Inhibition of platelet aggregation by native and desialised alpha-1 acid glycoprotein.

作者信息

Costello M, Fiedel B A, Gewurz H

出版信息

Nature. 1979 Oct 25;281(5733):677-8. doi: 10.1038/281677a0.

Abstract

The alpha-1 acid glycoprotein (orosomucoid; AAG) is a normal constituent of human plasma (650+/-215 microgram ml(-1)) which increases in concentration as much as fivefold in associations with acute inflammation and cancer, and thus is recognized as an acute phase protein. AAG consists of a single polypeptide chain, has a molecular weight of 44,100, and contains approximately 45% carbohydrate including 12% sialic acid; it is the most negatively charged of the plasma proteins. Certain of the biological properties of AAG are related to its sialic acid content; thus, clearance and immunogenicity of AAG are markedly increased on desialisation. The biological functions of AAG are largely unknown. AAG has the ability to inhibit certain lymphocyte re-activities including blastogenesis in response to concanavalin A, phytohaemagglutinin and allogeneic cells, and these inhibitory effects are enhanced in association with desialisation. In view of these observations, a report that unphysiologically large (5--15 mg ml(-1)) amounts of AAG inhibit the platelet aggregation induced by ADP and adrenaline, and evidence that a sialic acid-deficient species of AAG appears elevated in several chronic disease states, we compared the effects of AAG and its desialised counterpart (AAG-D) on platelet aggregation. We report that desialisation of AAG is associated with increased expression of activity inhibitory to the platelet aggregation otherwise observed on stimulation with ADP, collagen or thrombin.

摘要

α-1酸性糖蛋白(orosomucoid;AAG)是人体血浆的正常成分(650±215微克/毫升),在急性炎症和癌症时其浓度可增加至五倍之多,因此被视为一种急性期蛋白。

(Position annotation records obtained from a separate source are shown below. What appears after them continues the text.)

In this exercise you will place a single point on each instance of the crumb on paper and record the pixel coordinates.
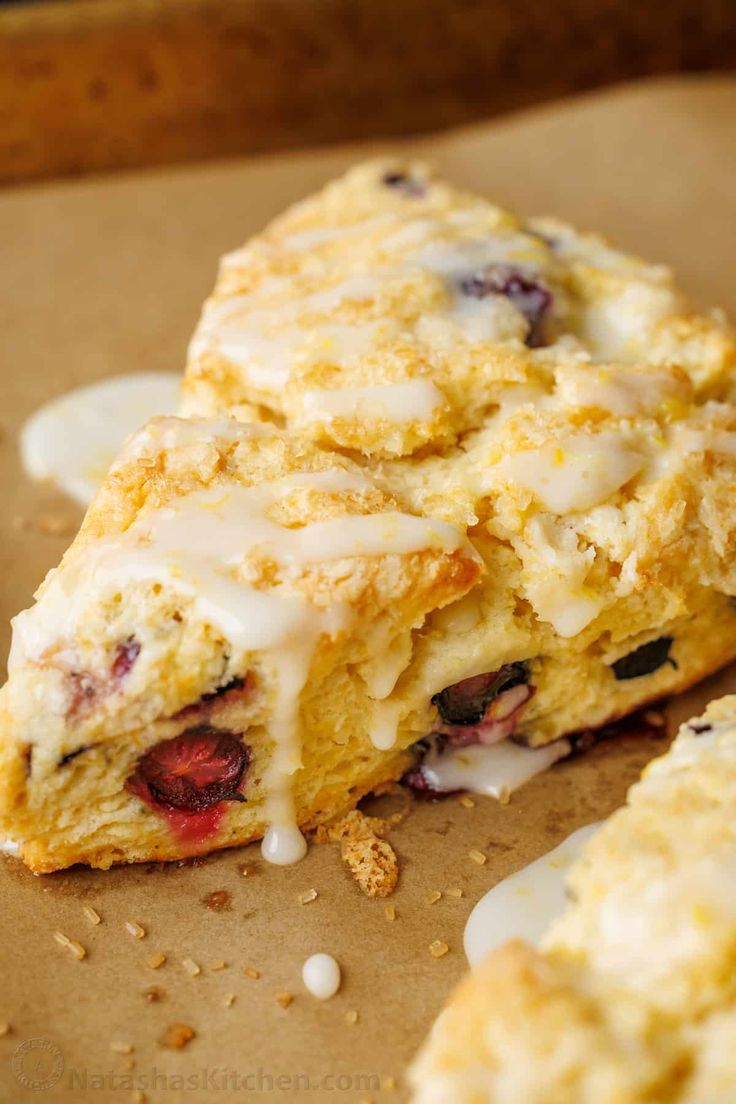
(49, 524)
(438, 948)
(178, 1036)
(71, 945)
(120, 1048)
(371, 859)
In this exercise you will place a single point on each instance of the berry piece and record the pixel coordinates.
(192, 772)
(402, 182)
(644, 660)
(126, 655)
(520, 288)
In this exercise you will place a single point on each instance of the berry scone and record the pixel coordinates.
(199, 671)
(554, 396)
(632, 997)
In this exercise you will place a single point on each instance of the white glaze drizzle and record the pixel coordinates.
(321, 976)
(523, 905)
(497, 771)
(73, 439)
(578, 471)
(411, 401)
(196, 545)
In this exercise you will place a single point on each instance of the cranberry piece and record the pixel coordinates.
(522, 290)
(194, 771)
(407, 186)
(126, 655)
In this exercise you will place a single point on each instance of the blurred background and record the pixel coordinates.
(91, 85)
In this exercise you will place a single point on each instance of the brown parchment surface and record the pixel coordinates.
(106, 276)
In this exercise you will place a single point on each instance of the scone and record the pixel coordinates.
(556, 397)
(632, 997)
(577, 518)
(199, 671)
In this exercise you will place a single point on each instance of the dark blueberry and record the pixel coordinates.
(72, 755)
(236, 683)
(402, 182)
(525, 293)
(126, 655)
(194, 771)
(644, 660)
(233, 687)
(467, 701)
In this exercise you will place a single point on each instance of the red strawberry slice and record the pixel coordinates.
(192, 772)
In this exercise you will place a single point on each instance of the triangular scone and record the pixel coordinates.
(555, 396)
(392, 311)
(632, 998)
(200, 669)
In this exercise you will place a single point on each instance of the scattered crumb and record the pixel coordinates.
(437, 948)
(371, 859)
(72, 945)
(50, 524)
(217, 900)
(178, 1036)
(120, 1048)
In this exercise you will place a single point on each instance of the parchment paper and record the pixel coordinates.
(106, 276)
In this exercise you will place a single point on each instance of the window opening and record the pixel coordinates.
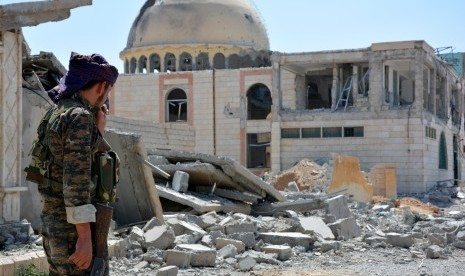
(170, 62)
(185, 62)
(219, 61)
(202, 62)
(442, 152)
(176, 106)
(258, 102)
(258, 150)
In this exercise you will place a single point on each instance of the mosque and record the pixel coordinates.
(206, 67)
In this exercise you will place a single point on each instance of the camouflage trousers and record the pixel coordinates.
(59, 239)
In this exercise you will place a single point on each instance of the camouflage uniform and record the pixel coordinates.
(69, 192)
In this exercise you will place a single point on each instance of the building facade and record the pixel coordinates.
(394, 102)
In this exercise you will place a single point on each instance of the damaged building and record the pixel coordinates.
(227, 94)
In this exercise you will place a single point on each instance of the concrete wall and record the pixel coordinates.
(155, 136)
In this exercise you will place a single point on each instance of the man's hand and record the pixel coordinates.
(82, 257)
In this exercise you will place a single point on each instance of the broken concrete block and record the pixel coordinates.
(315, 225)
(118, 248)
(292, 186)
(180, 181)
(248, 238)
(200, 255)
(348, 177)
(161, 237)
(437, 239)
(326, 246)
(222, 242)
(136, 234)
(284, 252)
(167, 271)
(338, 207)
(178, 258)
(228, 251)
(246, 263)
(346, 228)
(434, 252)
(151, 223)
(400, 240)
(291, 238)
(240, 227)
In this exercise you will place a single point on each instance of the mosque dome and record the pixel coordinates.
(193, 22)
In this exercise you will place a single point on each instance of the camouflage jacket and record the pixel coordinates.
(73, 138)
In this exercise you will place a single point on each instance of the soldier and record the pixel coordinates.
(73, 134)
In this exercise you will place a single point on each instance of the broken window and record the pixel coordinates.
(154, 63)
(176, 106)
(442, 152)
(290, 133)
(363, 80)
(202, 62)
(170, 62)
(219, 61)
(258, 150)
(353, 132)
(330, 132)
(246, 62)
(185, 62)
(318, 86)
(312, 132)
(234, 62)
(258, 102)
(142, 64)
(399, 82)
(132, 66)
(441, 104)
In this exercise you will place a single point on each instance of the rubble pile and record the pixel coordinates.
(308, 175)
(15, 235)
(240, 242)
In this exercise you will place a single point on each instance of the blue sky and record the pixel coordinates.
(292, 25)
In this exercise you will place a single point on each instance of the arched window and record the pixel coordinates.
(234, 62)
(246, 62)
(258, 102)
(170, 62)
(126, 66)
(154, 63)
(142, 64)
(132, 66)
(219, 61)
(442, 152)
(202, 62)
(185, 62)
(176, 106)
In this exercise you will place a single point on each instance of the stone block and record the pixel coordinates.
(180, 181)
(291, 238)
(222, 242)
(400, 240)
(178, 258)
(337, 206)
(160, 237)
(200, 255)
(240, 227)
(315, 225)
(228, 251)
(284, 252)
(170, 270)
(248, 238)
(346, 228)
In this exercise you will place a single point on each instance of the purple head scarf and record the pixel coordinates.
(82, 70)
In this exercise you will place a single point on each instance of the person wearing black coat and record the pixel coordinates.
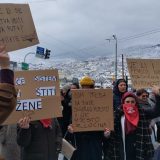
(131, 139)
(39, 140)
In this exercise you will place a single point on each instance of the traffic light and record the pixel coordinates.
(25, 66)
(47, 54)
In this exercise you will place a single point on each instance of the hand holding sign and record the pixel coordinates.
(24, 122)
(4, 58)
(156, 90)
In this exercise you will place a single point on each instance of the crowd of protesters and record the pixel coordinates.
(136, 126)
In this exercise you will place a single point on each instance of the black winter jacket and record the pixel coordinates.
(39, 143)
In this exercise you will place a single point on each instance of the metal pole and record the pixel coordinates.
(122, 67)
(114, 36)
(27, 55)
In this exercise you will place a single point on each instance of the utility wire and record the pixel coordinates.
(139, 35)
(41, 1)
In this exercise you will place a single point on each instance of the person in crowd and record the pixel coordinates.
(9, 147)
(88, 144)
(131, 139)
(39, 140)
(120, 87)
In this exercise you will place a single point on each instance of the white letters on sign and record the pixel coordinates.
(20, 81)
(46, 91)
(45, 78)
(29, 104)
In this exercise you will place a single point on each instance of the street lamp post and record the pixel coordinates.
(114, 36)
(116, 44)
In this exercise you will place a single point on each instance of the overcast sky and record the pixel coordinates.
(81, 26)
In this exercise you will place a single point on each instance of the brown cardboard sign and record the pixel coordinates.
(92, 109)
(38, 95)
(144, 73)
(17, 29)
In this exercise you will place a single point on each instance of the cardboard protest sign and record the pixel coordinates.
(92, 109)
(38, 95)
(144, 73)
(17, 29)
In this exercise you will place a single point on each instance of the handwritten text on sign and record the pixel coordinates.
(17, 29)
(38, 95)
(92, 109)
(144, 73)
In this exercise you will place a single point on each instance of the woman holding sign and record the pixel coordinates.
(131, 139)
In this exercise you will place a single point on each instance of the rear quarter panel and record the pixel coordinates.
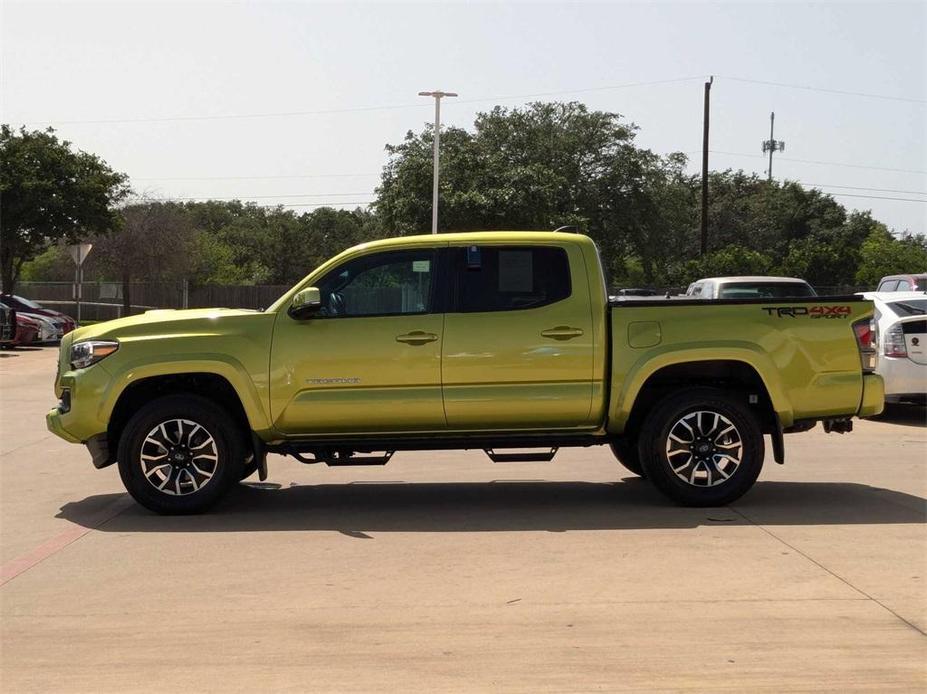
(805, 351)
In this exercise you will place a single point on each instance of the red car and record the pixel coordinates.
(27, 330)
(21, 304)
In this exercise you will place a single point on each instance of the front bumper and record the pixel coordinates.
(873, 400)
(56, 426)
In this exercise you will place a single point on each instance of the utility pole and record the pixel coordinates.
(705, 119)
(771, 145)
(438, 95)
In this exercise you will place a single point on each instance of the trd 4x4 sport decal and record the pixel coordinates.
(829, 312)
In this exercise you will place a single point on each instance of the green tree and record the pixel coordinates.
(540, 167)
(154, 242)
(883, 254)
(50, 192)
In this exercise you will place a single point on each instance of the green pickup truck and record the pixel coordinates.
(500, 341)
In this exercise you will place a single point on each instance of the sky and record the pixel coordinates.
(293, 103)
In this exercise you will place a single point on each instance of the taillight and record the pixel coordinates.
(864, 330)
(894, 345)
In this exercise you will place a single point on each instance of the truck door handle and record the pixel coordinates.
(562, 332)
(416, 337)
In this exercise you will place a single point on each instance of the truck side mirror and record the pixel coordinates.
(305, 303)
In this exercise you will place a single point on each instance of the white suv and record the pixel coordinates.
(755, 287)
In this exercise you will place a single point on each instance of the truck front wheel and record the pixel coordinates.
(701, 447)
(180, 453)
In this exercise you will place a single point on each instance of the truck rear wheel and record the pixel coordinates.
(625, 451)
(180, 453)
(701, 447)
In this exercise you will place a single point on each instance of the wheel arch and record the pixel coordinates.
(210, 385)
(733, 375)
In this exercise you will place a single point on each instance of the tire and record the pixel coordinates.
(626, 453)
(725, 449)
(200, 444)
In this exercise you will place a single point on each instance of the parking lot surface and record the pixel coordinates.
(446, 572)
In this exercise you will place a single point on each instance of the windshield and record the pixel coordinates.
(911, 307)
(29, 303)
(18, 302)
(764, 290)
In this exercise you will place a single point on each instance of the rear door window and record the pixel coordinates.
(509, 278)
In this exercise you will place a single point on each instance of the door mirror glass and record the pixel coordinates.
(305, 303)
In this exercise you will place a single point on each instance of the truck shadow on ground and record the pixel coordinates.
(356, 509)
(906, 415)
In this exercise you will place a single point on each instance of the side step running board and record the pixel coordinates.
(344, 458)
(525, 457)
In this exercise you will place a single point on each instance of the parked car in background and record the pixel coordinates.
(27, 330)
(636, 291)
(749, 287)
(49, 329)
(900, 336)
(903, 283)
(60, 320)
(7, 326)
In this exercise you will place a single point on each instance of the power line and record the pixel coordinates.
(828, 163)
(827, 91)
(578, 91)
(874, 197)
(877, 190)
(250, 197)
(355, 109)
(247, 178)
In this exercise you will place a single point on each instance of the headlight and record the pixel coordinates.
(84, 354)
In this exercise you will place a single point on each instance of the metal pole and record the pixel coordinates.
(705, 119)
(772, 146)
(437, 165)
(78, 280)
(438, 95)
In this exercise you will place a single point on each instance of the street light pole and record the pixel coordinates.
(438, 95)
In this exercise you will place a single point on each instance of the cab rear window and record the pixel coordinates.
(769, 290)
(509, 278)
(909, 307)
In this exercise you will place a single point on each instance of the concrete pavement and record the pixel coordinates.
(445, 572)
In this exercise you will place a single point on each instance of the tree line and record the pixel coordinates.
(539, 167)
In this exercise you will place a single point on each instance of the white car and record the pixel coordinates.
(749, 287)
(900, 336)
(50, 329)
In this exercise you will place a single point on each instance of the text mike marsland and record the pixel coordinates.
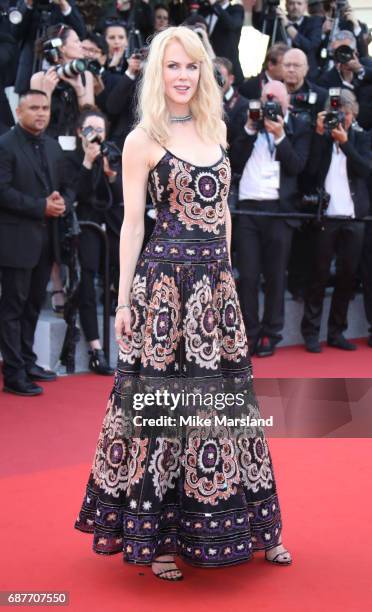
(198, 421)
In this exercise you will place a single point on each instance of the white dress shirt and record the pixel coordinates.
(213, 18)
(337, 185)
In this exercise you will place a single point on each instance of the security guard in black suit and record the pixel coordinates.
(33, 195)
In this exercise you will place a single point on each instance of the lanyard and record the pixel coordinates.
(270, 144)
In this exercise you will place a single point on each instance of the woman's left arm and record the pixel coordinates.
(228, 231)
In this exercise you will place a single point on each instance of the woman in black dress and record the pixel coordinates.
(204, 492)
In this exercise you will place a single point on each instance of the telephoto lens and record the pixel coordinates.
(71, 68)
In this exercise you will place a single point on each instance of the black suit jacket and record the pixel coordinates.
(359, 165)
(226, 33)
(120, 106)
(23, 196)
(308, 38)
(292, 153)
(235, 115)
(26, 32)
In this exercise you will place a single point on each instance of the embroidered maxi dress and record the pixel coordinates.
(209, 494)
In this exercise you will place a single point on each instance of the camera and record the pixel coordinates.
(108, 149)
(343, 54)
(71, 68)
(334, 117)
(257, 111)
(271, 109)
(304, 106)
(94, 67)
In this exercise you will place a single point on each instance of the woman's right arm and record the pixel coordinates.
(135, 179)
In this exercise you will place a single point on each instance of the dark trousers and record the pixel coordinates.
(262, 247)
(366, 269)
(88, 305)
(22, 296)
(343, 239)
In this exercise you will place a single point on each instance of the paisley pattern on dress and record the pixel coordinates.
(209, 495)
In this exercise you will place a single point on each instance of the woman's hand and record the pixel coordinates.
(123, 331)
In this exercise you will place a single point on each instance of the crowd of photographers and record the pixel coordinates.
(299, 143)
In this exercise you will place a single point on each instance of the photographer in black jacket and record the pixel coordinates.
(68, 94)
(36, 16)
(340, 161)
(34, 193)
(120, 103)
(269, 156)
(96, 176)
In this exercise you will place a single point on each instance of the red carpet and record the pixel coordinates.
(46, 447)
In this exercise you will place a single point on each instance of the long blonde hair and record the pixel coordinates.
(206, 105)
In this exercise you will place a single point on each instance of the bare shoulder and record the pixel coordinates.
(224, 127)
(139, 147)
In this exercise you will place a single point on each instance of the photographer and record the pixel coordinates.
(340, 162)
(120, 102)
(161, 17)
(95, 50)
(235, 105)
(116, 38)
(337, 15)
(68, 94)
(95, 168)
(133, 14)
(295, 69)
(270, 153)
(298, 29)
(38, 15)
(225, 22)
(351, 73)
(34, 194)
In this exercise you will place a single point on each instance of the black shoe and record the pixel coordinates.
(98, 363)
(24, 387)
(341, 343)
(38, 373)
(265, 347)
(312, 345)
(252, 345)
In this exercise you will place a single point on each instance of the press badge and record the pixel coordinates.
(271, 174)
(67, 143)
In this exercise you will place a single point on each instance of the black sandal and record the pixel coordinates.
(57, 308)
(163, 573)
(277, 562)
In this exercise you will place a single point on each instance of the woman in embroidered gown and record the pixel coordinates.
(208, 495)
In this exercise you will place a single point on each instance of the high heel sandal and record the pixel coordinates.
(276, 560)
(162, 575)
(57, 308)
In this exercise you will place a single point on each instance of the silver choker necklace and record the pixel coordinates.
(181, 119)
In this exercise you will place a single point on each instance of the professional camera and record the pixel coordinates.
(343, 54)
(94, 67)
(271, 109)
(108, 149)
(334, 117)
(257, 111)
(71, 68)
(304, 106)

AAG由一条多肽链组成,分子量为44,100,含有约45%的碳水化合物,其中包括12%的唾液酸;它是血浆蛋白中带负电荷最多的。AAG的某些生物学特性与其唾液酸含量有关;因此,去唾液酸化后AAG的清除率和免疫原性显著增加。AAG的生物学功能在很大程度上尚不清楚。AAG能够抑制某些淋巴细胞的再活性,包括对伴刀豆球蛋白A、植物血凝素和异基因细胞的增殖反应,而去唾液酸化会增强这些抑制作用。鉴于这些观察结果,有报道称非生理性大量(5 - 15毫克/毫升)的AAG会抑制ADP和肾上腺素诱导的血小板聚集,并且有证据表明一种缺乏唾液酸的AAG在几种慢性疾病状态下升高,我们比较了AAG及其去唾液酸化对应物(AAG-D)对血小板聚集的影响。我们报告称,AAG去唾液酸化与对ADP、胶原或凝血酶刺激时观察到的血小板聚集抑制活性的表达增加有关。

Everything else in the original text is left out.